В 1936 году Музиль неожиданно получил предложение составить небольшую книгу из своих ранних вещей малого жанра, разбросанных по старым журналам, а частью и вовсе не публиковавшихся. Он назвал ее "Прижизненное наследие". Это был намек на его положение в литературе, на отношение к нему прессы и публики, уважительное и одновременно лишенное живого интереса. В кратком предисловии к книге Музиль писал: "Эпоха, которая породила обувь на заказ, создаваемую из готовых деталей, и конфекционный костюм с индивидуальной подгонкой, кажется, намерена создать и поэта, сложенного из готовых внешних и внутренних частей. И поэт, создавший себя по собственной мерке, уже почти повсеместно живет в глубоком отрыве от жизни, и его искусство имеет то общее с покойником, что оба они не нуждаются ни в крыше над головой, ни в еде, ни в питье".
По странному, хотя отнюдь не мистическому стечению обстоятельств "Прижизненное наследие" - последняя книга, которую готовил к печати сам Музиль. Затем наступила шестнадцатилетняя пауза, во время которой писатель успел незаметно скончаться в швейцарской эмиграции. Во "Франкфуртер цайтунг" некролог состоял из двадцати одного слова, швейцарские газеты были немногим щедрее. Впрочем, еще в 1940 году, когда ни одна газета не откликнулась на его шестидесятилетие, Музиль сказал: "Все выглядит так, будто меня уже нет..."

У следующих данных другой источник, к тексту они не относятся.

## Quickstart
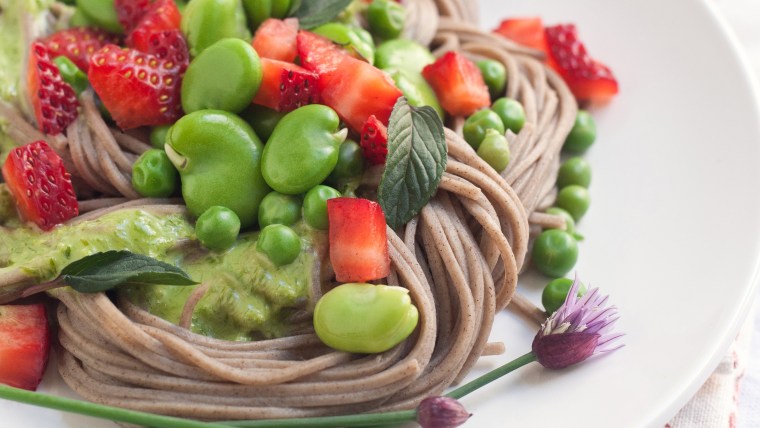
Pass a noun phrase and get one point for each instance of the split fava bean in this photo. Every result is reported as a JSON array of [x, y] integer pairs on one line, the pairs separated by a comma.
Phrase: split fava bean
[[365, 318]]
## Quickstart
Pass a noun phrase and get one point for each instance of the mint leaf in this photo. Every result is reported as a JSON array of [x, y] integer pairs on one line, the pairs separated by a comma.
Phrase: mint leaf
[[415, 163], [104, 271], [313, 13]]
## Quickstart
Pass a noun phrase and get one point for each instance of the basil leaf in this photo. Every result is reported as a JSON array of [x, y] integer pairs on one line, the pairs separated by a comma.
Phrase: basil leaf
[[415, 163], [104, 271], [313, 13]]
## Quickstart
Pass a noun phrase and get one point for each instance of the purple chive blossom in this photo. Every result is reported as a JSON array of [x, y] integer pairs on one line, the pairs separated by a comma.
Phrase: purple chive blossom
[[441, 412], [580, 328]]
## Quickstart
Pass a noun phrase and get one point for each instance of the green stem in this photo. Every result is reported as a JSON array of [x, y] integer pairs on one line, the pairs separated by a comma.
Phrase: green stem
[[492, 375], [101, 411]]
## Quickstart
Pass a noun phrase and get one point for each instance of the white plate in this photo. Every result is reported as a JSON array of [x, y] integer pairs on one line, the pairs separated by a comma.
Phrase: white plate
[[672, 234]]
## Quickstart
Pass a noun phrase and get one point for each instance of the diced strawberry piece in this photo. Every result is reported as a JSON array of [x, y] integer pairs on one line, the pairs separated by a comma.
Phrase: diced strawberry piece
[[374, 141], [286, 86], [161, 16], [136, 88], [458, 84], [588, 79], [78, 44], [40, 185], [24, 345], [358, 240], [276, 39], [55, 102]]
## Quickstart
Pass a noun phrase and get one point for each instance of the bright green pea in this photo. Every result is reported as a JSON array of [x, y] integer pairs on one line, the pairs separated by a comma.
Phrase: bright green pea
[[101, 13], [582, 135], [495, 75], [262, 119], [353, 38], [280, 243], [225, 76], [574, 199], [153, 174], [575, 170], [555, 293], [217, 228], [303, 149], [494, 149], [218, 157], [277, 208], [204, 22], [511, 112], [475, 126], [386, 18], [315, 206], [365, 318], [554, 253]]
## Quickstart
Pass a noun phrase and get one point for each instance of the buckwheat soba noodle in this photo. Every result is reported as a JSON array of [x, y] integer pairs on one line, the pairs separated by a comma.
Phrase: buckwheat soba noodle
[[460, 259]]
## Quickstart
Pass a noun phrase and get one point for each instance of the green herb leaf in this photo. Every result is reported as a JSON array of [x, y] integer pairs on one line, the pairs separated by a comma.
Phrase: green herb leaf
[[314, 13], [104, 271], [415, 163]]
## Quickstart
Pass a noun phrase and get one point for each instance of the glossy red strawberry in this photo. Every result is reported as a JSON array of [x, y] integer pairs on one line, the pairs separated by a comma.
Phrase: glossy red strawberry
[[136, 88], [286, 86], [458, 84], [24, 345], [374, 141], [588, 79], [78, 44], [358, 240], [55, 102], [40, 185]]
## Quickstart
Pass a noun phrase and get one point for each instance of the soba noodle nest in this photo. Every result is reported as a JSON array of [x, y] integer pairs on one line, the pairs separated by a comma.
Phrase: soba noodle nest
[[459, 258]]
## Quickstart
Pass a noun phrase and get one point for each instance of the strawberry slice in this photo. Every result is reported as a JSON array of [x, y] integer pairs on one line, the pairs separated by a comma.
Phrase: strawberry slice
[[276, 39], [161, 16], [358, 240], [458, 84], [78, 44], [374, 141], [136, 88], [24, 345], [40, 185], [588, 79], [286, 86], [55, 102]]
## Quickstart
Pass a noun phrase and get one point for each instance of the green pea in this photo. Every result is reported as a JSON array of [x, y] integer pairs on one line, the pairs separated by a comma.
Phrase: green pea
[[495, 75], [280, 243], [262, 119], [353, 38], [153, 174], [365, 318], [277, 208], [574, 199], [386, 18], [315, 206], [218, 157], [303, 149], [475, 126], [225, 76], [204, 22], [71, 74], [582, 135], [217, 228], [101, 13], [575, 170], [402, 54], [511, 112], [554, 253], [494, 149], [158, 136], [555, 293]]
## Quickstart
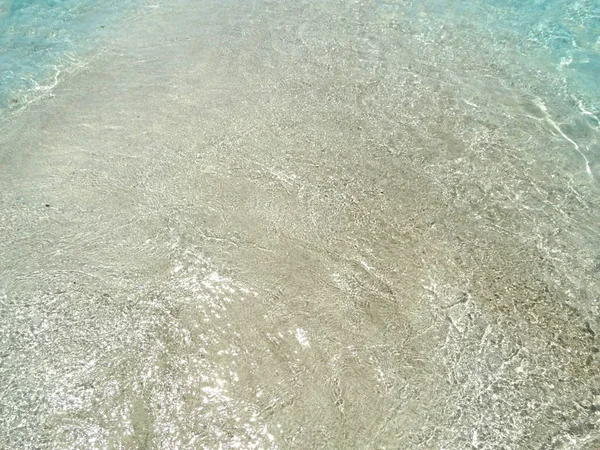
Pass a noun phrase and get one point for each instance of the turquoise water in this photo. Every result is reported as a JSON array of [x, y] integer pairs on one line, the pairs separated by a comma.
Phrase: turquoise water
[[301, 224], [556, 39], [40, 39]]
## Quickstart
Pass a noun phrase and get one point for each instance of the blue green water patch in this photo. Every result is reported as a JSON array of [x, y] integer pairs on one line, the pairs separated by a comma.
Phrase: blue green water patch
[[39, 39]]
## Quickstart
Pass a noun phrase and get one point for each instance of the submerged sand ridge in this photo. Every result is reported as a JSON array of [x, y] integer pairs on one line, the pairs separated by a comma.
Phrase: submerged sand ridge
[[297, 225]]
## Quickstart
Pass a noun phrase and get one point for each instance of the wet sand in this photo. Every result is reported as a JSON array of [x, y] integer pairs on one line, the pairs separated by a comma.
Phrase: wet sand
[[298, 225]]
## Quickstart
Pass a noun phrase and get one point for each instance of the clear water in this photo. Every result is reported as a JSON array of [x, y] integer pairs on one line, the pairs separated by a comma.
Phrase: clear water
[[41, 39], [303, 224]]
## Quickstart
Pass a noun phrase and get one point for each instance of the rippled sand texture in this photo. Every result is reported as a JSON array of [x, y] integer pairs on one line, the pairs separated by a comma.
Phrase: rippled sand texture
[[300, 225]]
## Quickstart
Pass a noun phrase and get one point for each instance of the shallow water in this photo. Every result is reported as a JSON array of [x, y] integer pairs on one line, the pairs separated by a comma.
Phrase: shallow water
[[41, 40], [309, 225]]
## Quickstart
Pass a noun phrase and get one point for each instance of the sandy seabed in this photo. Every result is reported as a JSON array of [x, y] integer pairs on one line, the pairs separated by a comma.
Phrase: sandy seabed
[[300, 225]]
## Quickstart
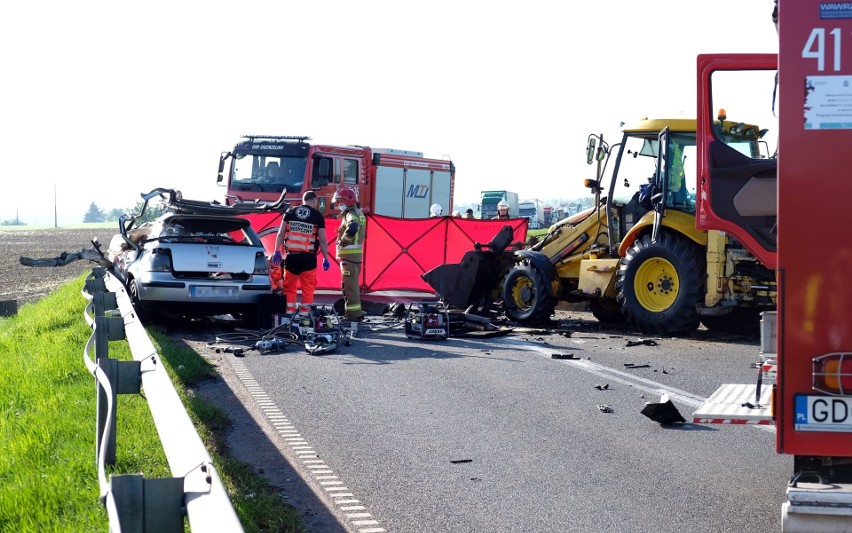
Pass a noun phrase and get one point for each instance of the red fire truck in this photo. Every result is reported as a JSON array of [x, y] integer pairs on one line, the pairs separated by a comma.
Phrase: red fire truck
[[782, 208], [395, 183]]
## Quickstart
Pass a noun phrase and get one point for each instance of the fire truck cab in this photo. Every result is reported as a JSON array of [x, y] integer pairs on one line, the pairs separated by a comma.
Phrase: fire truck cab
[[389, 182]]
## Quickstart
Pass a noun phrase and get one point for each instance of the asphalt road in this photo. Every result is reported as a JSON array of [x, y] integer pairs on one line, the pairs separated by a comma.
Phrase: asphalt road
[[493, 434]]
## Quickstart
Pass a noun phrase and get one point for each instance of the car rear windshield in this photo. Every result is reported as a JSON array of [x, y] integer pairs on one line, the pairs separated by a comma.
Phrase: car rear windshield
[[229, 231]]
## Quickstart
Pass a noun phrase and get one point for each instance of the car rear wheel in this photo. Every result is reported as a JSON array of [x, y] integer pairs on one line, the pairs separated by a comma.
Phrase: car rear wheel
[[133, 291]]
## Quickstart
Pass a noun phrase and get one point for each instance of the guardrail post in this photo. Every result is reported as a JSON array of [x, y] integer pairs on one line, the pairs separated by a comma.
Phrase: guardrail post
[[124, 376], [148, 505]]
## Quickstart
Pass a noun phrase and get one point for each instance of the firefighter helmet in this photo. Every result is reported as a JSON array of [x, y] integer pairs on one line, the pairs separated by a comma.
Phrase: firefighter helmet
[[347, 196]]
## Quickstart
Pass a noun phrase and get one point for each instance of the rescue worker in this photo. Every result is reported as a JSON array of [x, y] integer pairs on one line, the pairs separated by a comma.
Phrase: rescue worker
[[350, 242], [302, 231], [502, 211]]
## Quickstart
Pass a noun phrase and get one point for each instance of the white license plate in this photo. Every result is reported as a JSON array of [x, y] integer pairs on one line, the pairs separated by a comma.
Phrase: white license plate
[[206, 291], [823, 413]]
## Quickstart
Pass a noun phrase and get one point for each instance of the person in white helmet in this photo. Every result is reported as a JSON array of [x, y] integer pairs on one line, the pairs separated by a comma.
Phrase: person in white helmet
[[502, 211]]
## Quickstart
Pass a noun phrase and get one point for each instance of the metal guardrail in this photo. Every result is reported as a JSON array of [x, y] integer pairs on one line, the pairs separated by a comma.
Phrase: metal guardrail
[[135, 504]]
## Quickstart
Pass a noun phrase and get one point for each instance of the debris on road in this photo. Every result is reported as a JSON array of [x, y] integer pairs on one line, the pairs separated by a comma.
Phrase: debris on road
[[663, 412], [642, 342]]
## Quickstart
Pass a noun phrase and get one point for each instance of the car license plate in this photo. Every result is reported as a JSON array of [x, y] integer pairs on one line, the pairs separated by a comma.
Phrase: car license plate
[[823, 413], [206, 291]]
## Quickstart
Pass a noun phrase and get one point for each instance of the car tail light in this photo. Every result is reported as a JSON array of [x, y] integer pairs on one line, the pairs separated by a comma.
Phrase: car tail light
[[832, 373], [261, 267], [160, 260]]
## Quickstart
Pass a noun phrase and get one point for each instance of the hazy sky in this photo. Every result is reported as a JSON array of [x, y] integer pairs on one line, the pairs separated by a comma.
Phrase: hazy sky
[[105, 100]]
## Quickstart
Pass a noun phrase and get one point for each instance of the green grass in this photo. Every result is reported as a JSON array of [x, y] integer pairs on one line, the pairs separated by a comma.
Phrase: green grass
[[48, 475]]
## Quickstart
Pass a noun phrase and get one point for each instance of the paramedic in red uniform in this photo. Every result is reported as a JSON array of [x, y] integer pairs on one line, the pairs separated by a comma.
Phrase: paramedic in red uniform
[[302, 230], [350, 241]]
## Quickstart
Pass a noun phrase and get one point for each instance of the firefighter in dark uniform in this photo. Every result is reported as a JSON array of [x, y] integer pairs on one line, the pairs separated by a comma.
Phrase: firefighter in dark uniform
[[302, 231], [350, 250]]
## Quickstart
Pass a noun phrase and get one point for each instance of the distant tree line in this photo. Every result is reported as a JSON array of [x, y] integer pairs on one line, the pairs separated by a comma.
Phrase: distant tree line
[[96, 214]]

Западногерманский литературовед Г. Арнтцен в статье "Роберт Музиль и параллельные акции" назвал еще одну - на этот раз идеологическую - причину прижизненного забвения, которое окружало писателя. Говорят, такова судьба каждого писателя, опередившего свое время; Арнтцен с этим не согласен: "Это не была судьба, это были "параллельные акции", так называемые обстоятельства. По их воле Музиль остался, в тени. И таковой была их воля не потому, что Музиль опередил свое время, а потому, что он преследовал свое время по пятам. За это оно его и игнорировало". Ведь Музиль, полагает критик, в романе "Человек без свойств" создал, "наверное, самую значительную эпическую сатиру в немецкой литературе нашего столетия".
В заметке "Памятники" (она вошла в эссеистскую часть "Прижизненного наследия") есть такие слова: "Почему памятники ставят именно великим людям? Это кажется особенно изощренным коварством. Поскольку в жизни им уже не могут причинить больше вреда, их словно бросают, с мемориальным камнем на шее, в море забвения". Это Музиль сказал и о себе, о том, какой видел посмертную свою судьбу. Он предсказал ее довольно точно.